After decoupling in May, oil and base metals are now both on the same page. Marching high

After our link to the event ticketing disappointment on Monday, Tyler Cowen at Marginal Revolution provides an economic view on the tickets to the hottest Broadway show at the moment – Hamilton.

What Went Wrong?Rosenberg’s presentation at the Mauldin Economics conference.

Pathetic Passwords

In a world in which even Mark Zuckerberg’s social media accounts are at risk, it is best to keep your internet security tight. Despite that reality, the 10 most popular passwords on LinkedIn are nothing short of pathetic…

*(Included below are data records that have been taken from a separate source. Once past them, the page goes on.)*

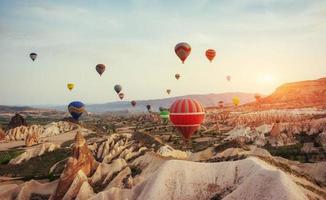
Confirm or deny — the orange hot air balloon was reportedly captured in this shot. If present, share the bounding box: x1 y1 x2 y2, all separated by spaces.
218 101 224 108
174 42 191 64
174 74 180 80
255 93 261 102
170 99 205 139
95 64 105 76
205 49 216 62
232 96 240 106
118 92 125 100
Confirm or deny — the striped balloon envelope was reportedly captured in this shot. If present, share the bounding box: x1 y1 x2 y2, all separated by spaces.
68 101 85 120
170 99 205 139
174 42 191 63
205 49 216 62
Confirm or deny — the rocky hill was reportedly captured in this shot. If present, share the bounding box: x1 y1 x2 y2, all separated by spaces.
48 92 255 114
260 78 326 108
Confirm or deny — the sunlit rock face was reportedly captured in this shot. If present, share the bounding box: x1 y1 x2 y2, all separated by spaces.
7 113 27 130
5 121 80 141
51 132 96 200
0 131 326 200
9 142 60 165
6 125 44 141
0 127 6 141
25 132 40 147
261 78 326 108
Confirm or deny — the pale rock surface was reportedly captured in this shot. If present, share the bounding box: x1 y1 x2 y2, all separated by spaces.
25 132 40 147
62 170 87 200
90 158 127 185
105 167 131 190
51 132 96 200
157 145 188 159
16 180 58 200
0 184 20 200
76 181 95 200
9 143 60 165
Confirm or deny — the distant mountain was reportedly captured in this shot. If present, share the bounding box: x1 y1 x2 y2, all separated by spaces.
260 78 326 108
50 92 254 113
0 105 35 112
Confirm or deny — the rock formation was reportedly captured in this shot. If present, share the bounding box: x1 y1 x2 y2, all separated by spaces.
6 125 44 141
6 121 80 141
25 132 40 147
260 78 326 108
9 143 60 165
51 132 96 200
7 113 27 130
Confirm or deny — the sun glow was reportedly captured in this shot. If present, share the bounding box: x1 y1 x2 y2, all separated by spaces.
259 74 275 84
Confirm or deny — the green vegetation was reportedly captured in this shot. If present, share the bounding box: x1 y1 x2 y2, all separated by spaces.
0 148 70 181
0 150 24 165
264 143 309 163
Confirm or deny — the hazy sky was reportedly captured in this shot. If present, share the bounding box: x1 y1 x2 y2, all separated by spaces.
0 0 326 105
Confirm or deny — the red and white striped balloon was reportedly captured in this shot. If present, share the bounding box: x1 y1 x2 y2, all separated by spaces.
205 49 216 62
170 99 205 139
174 42 191 63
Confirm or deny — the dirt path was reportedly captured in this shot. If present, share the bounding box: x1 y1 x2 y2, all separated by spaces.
0 130 90 151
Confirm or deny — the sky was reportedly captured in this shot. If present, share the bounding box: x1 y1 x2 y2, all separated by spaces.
0 0 326 105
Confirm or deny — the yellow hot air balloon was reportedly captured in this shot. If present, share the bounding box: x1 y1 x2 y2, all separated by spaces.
67 83 75 91
232 97 240 106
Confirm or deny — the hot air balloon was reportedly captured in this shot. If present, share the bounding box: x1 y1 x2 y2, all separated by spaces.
118 92 125 100
160 110 170 123
114 85 122 94
146 105 151 112
170 99 205 140
205 49 216 62
95 64 105 76
232 97 240 106
218 101 224 108
255 93 261 102
158 107 168 112
29 53 37 61
174 42 191 64
67 83 75 91
68 101 85 120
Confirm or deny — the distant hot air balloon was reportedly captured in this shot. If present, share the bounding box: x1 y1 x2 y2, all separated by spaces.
29 53 37 61
118 92 125 100
146 105 151 112
95 64 105 76
158 107 168 112
174 42 191 63
68 101 85 120
67 83 75 91
255 93 261 102
160 110 170 123
205 49 216 62
218 101 224 108
114 85 122 94
232 97 240 106
170 99 205 139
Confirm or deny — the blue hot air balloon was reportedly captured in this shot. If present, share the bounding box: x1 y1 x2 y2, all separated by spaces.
68 101 85 120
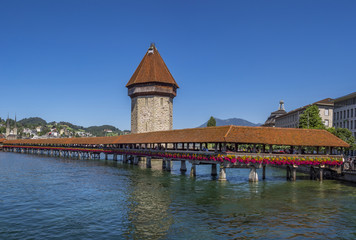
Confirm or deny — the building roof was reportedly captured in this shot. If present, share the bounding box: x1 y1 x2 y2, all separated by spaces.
4 125 349 147
276 98 334 118
334 92 356 102
126 44 178 88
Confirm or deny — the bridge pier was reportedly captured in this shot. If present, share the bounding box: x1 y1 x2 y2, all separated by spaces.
286 166 297 181
133 156 138 165
180 160 187 173
319 166 324 181
248 165 258 182
146 157 152 168
122 154 127 163
211 163 218 177
162 158 166 170
219 165 226 181
190 163 197 177
166 159 172 172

Diversion: The best drone footage of the year so far. Via Gizmodo

LULU – COMPANY NEWS

Lululemon Athletica (LULU) reported profits that came in below analyst expectations as the athleisure segment seems to be losing momentum. The company continues to focus on efficiency and innovation as the catalysts for future growth. Suncor is issuing a bought deal at $35 a share, a 4% discount from yesterday’s closing price. The proceeds will be used to fund the Syncrude joint venture and reduce the debt load. They could also use the funds to make strategic acquisitions. It is said that Telus was looking at Manitoba Telecom before BCE made a bid for the company. That transaction has heightened expectations that Sask Tel will be the next target of the big three wireless providers in Canada.

COMMODITIES

Gold prices are up again this morning rising $13 in premarket trading. The dollar continues to pull back as expectations for a June rate hike have fallen to zero; this has given the boost to gold prices.  Oil prices are on the brink of breaking through $51 a barrel for WTI pricing this morning, the highest level since last summer. U.S. supplies continue to be reined in and supply continues to come offline, reducing the massive supply glut. Repair work in Nigeria has begun to fix a major Royal Dutch Shell pipeline that was blown up by rebels.

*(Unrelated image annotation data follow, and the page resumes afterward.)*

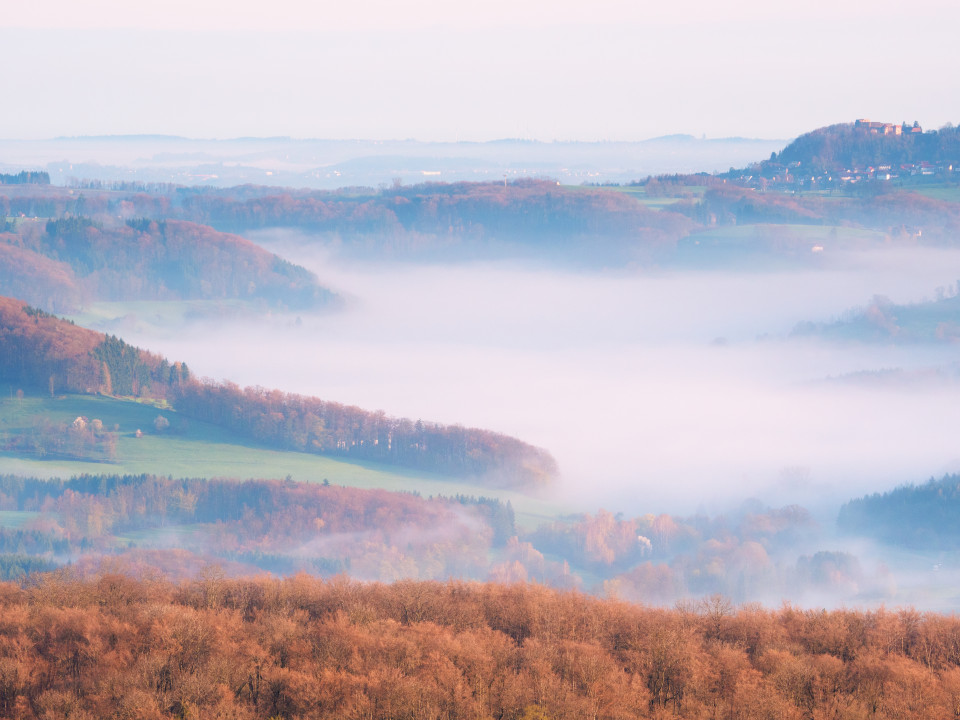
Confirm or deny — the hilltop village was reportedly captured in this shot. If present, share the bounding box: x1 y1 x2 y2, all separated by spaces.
727 118 960 191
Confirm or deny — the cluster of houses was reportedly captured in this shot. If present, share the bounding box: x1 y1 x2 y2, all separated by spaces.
739 118 960 190
853 118 923 135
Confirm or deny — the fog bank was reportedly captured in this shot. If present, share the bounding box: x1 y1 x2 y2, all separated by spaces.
99 239 960 513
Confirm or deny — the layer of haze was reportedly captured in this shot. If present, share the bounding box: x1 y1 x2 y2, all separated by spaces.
110 240 960 513
0 0 960 141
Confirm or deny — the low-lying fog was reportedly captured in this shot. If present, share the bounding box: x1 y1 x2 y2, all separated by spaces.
109 233 960 514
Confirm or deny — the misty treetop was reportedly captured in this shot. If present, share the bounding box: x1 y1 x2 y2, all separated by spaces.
837 475 960 551
0 213 336 312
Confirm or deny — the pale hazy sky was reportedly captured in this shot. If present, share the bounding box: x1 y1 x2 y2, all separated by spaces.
0 0 960 140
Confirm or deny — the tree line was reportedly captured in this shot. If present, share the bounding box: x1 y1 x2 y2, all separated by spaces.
0 568 960 720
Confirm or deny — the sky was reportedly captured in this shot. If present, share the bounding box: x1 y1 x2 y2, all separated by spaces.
0 0 960 141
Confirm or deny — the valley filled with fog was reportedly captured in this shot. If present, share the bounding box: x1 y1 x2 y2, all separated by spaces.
95 231 960 519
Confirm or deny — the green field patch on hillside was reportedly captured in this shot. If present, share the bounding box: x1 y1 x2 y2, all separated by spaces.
0 386 568 527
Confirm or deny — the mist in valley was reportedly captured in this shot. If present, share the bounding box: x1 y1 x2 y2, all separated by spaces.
94 231 960 521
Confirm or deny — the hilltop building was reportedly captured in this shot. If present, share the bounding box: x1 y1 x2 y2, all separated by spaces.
853 118 923 135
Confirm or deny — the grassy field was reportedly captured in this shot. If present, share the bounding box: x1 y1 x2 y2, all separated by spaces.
0 394 570 527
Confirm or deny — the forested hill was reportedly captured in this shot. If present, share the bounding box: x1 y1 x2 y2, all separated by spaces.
0 217 335 312
0 180 694 262
0 298 557 486
837 475 960 551
759 123 960 177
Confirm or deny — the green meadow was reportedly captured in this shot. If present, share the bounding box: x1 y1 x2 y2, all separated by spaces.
0 388 569 527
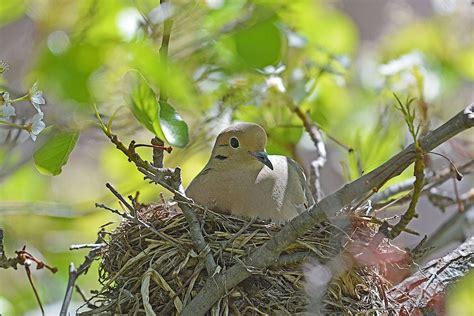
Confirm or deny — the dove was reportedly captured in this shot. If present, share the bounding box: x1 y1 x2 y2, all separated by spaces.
186 123 314 224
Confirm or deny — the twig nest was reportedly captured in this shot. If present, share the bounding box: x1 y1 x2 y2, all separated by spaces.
87 203 356 315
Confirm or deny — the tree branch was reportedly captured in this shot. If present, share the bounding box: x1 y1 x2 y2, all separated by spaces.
182 103 474 316
387 237 474 315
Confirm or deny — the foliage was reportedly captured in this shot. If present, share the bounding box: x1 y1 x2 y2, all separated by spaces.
0 0 474 314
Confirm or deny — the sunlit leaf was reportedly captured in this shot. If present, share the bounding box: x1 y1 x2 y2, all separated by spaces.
125 70 189 147
128 40 196 106
33 127 79 176
124 70 163 138
160 101 189 147
34 44 106 105
233 19 283 69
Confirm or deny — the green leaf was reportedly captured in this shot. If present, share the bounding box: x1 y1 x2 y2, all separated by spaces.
234 19 283 69
33 127 79 176
125 70 189 147
124 70 163 138
160 101 189 147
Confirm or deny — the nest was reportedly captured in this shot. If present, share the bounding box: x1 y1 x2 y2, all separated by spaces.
86 204 378 315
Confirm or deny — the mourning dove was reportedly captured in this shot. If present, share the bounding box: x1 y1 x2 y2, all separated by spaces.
186 123 314 223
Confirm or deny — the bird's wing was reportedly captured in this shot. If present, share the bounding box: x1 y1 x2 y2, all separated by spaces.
288 158 314 213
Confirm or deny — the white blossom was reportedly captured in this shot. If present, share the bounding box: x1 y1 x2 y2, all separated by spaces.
0 103 16 119
29 82 46 113
29 113 46 141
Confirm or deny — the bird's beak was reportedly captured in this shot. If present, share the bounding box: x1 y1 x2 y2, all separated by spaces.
249 151 273 170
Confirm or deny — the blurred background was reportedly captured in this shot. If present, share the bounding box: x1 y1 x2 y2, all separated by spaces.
0 0 474 315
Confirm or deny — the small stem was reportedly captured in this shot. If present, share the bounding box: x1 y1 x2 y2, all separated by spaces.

FIXED INCOME AND ECONOMICS

As U.S. equities reach spitting distance of new record highs, it’s worth noting that corresponding high yield markets are nowhere near to reaching a similar summit just yet. The iShares iBoxx High Yield Bond ETF (HYG) is still 6% away from their 52 week high, closing yesterday at $84.25 and trading lower in the pre-market. If you want to talk about records, the same index is more than 13% shy of their all-time high set in mid-2014. At the same token, the 5 year Markit CDX HY Spread Index is trading at +416.1 basis points over similar term Treasury benchmarks at time of writing. That’s three bps tighter from yesterday’s close and almost 190 bps narrower from the calamitous intraday high reached in February. Not bad at all. However, it is worth pointing out that the same index is barely improved from the riskiness touched during last August’s flash crash and is well wider of the +350.0 bps range that it averaged inn 2015 prior to the sell-off. You want to talk records? Like HYG, that also occurred in mid-2014 when it touched a spread of just +291.0 bps over Treasuries. Still lots of room for improvement here for the asset class and validating those who believe the recent equity strength is not being confirm by the junk bond market.

Canadian housing starts numbers for May showed that builders slowed slightly in the construction of new homes, currently at an annualized pace of 188.6K starts from 191.4K prior.